The Series B announced Wednesday came from a group of unnamed private investors in the U.S., Europe, and China, says CEO Don Crawford. Though Analytics 4 Life (A4L) is based in Toronto, the company maintains a U.S. headquarters in Research Triangle Park, NC, where Crawford and much of the company’s executive team work. A4L’s investors are betting that its technology can offer a less invasive and less expensive way to test for coronary artery disease, a buildup of plaque on the walls of the coronary artery, which in turn limits the blood flow to the heart. An estimated 15.5 million people in the U.S. have the condition, according to the American Heart Association.
To diagnose CAD, doctors need to see what’s going on inside the heart. They can get that picture in several ways. With an angiogram, a dye is injected into the arteries to outline blockages that show up on an X-ray. Stress tests evaluate blood flow at rest and under exertion and can also be used to look for CAD. But such tests also use imaging agents injected into the body, and in the case of nuclear stress tests, expose patients to radiation.

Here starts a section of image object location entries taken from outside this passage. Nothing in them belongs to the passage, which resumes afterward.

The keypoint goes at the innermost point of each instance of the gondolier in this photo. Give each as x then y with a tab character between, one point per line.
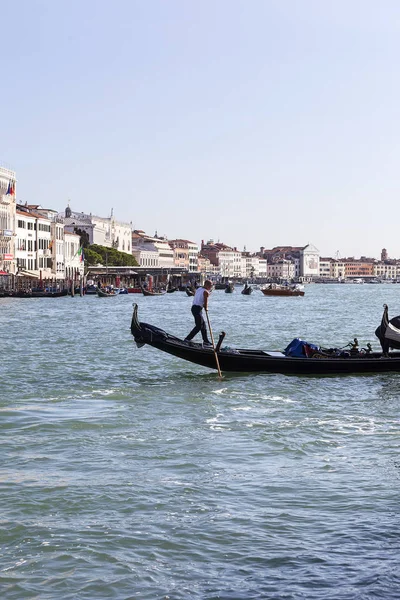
200	301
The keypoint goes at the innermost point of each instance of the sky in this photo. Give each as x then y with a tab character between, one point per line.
253	123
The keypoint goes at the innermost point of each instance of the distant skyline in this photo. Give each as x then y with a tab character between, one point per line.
257	123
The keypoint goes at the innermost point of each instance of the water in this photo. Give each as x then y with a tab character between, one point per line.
126	473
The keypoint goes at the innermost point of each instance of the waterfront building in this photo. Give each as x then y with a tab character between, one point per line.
389	270
356	268
253	266
205	267
227	260
8	195
74	264
325	268
309	262
33	243
104	231
185	255
155	248
281	269
305	260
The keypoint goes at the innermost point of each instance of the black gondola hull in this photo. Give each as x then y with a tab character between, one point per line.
251	361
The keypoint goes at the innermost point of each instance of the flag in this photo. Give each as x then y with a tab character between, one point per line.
11	188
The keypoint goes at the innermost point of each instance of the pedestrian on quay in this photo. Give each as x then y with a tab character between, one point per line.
200	301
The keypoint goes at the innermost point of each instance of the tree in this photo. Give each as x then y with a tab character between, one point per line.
95	254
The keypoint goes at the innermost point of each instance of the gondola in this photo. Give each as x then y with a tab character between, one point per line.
107	294
247	290
151	292
315	361
275	289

A4L’s device, called CorVista, reads electrical signals via six electrodes placed on the body. In the span of three minutes, the device scans 10 million data points from a patient at rest. Crawford describes the process as “seeing the motion of energy.” The heart is a mechanical electrical pump that produces a lot of energy with each beat, Crawford says. The A4L device captures those signals, then sends the information into a secure Amazon Web Services cloud portal. There, an A4L algorithm identifies patterns of energy moving through diseased tissue. That analysis produces an image of the heart that pinpoints the areas that could spell trouble.
“We’re looking at the noise coming from the heart, which is a massive amount of energy from each cardiac cycle, and we are able to make sense from all of that electric signaling,” Crawford says.

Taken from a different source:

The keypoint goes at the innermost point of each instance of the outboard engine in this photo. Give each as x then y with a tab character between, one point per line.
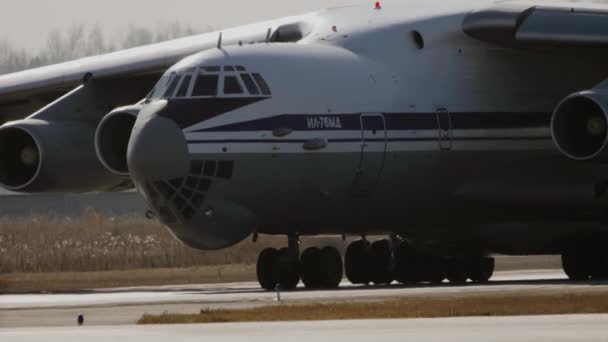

The approach is similar to technology used by the military to detect missiles. In fact, that’s where the A4L technology came from. Company founder and chief scientific officer Sunny Gupta is an electrical engineer by training. Crawford says that Gupta was working on a defense contract with the Canadian military, developing a way to read radio frequency signals to locate launched missiles. Gupta realized that this approach could also have medical applications. In 2012, he founded A4L.
Crawford was the founder and CEO of Sapheon, a Morrisville, NC, startup that developed a medical device to treat varicose veins. In 2014, Covidien acquired the company for $238 million. Crawford’s medical device experience also includes positions at Medtronic (NYSE: [[ticker:MDT]]) and Guidant. He joined A4L in early 2016, following the company’s $7.5 million Series A round.

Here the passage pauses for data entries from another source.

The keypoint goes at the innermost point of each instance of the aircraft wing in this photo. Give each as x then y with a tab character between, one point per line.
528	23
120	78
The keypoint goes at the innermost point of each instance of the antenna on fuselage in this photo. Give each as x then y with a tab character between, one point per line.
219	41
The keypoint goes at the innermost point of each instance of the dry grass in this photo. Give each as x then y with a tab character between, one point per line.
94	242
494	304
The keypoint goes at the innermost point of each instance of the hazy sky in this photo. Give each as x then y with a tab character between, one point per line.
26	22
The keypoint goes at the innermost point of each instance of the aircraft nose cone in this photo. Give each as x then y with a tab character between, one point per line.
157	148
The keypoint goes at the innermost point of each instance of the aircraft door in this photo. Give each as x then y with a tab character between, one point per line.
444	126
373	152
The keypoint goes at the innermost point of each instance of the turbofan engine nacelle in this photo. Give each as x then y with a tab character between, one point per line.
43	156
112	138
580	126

As with Sapheon, Crawford is overseeing a clinical trial for an experimental medical device. The FDA considers the CorVista a Class 2 medical device, which in some cases can receive marketing clearance without clinical data, Crawford says. But because CorVista is a completely new technology with no predicate device to compare it to, the regulator requires data from human testing. A4L is taking a novel approach to its trial—each of the more than 2,000 patients will be his or her own control. Patients are first tested by CorVista to see which are blocked. The patients are then tested by angiogram. The results are compared to see if the A4L device spotted the blockages just as well, Crawford says. Meanwhile, the anonymized data from each patient helps build A4L’s final algorithm. Though CAD is the initial focus for A4L, Crawford says CorVista could also says that the device could also have future applications diagnosing other heart conditions, such as heart failure and arrhythmia.
A4L has been a tenant of JLABS @ Toronto, a Johnson & Johnson Innovation life science incubator, since the start of this year. Toronto is the home of A4L’s software development team. With the new capital, Crawford says A4L can complete clinical trial enrollment, and if all goes well, file for FDA approval in the first quarter of 2018. A4L is ramping up for commercialization in the U.S., which will be managed from the company’s RTP site. The company is also readying plans to secure approvals in Asia, primarily China, which Crawford says was the source of a “significant part” of the Series B funding.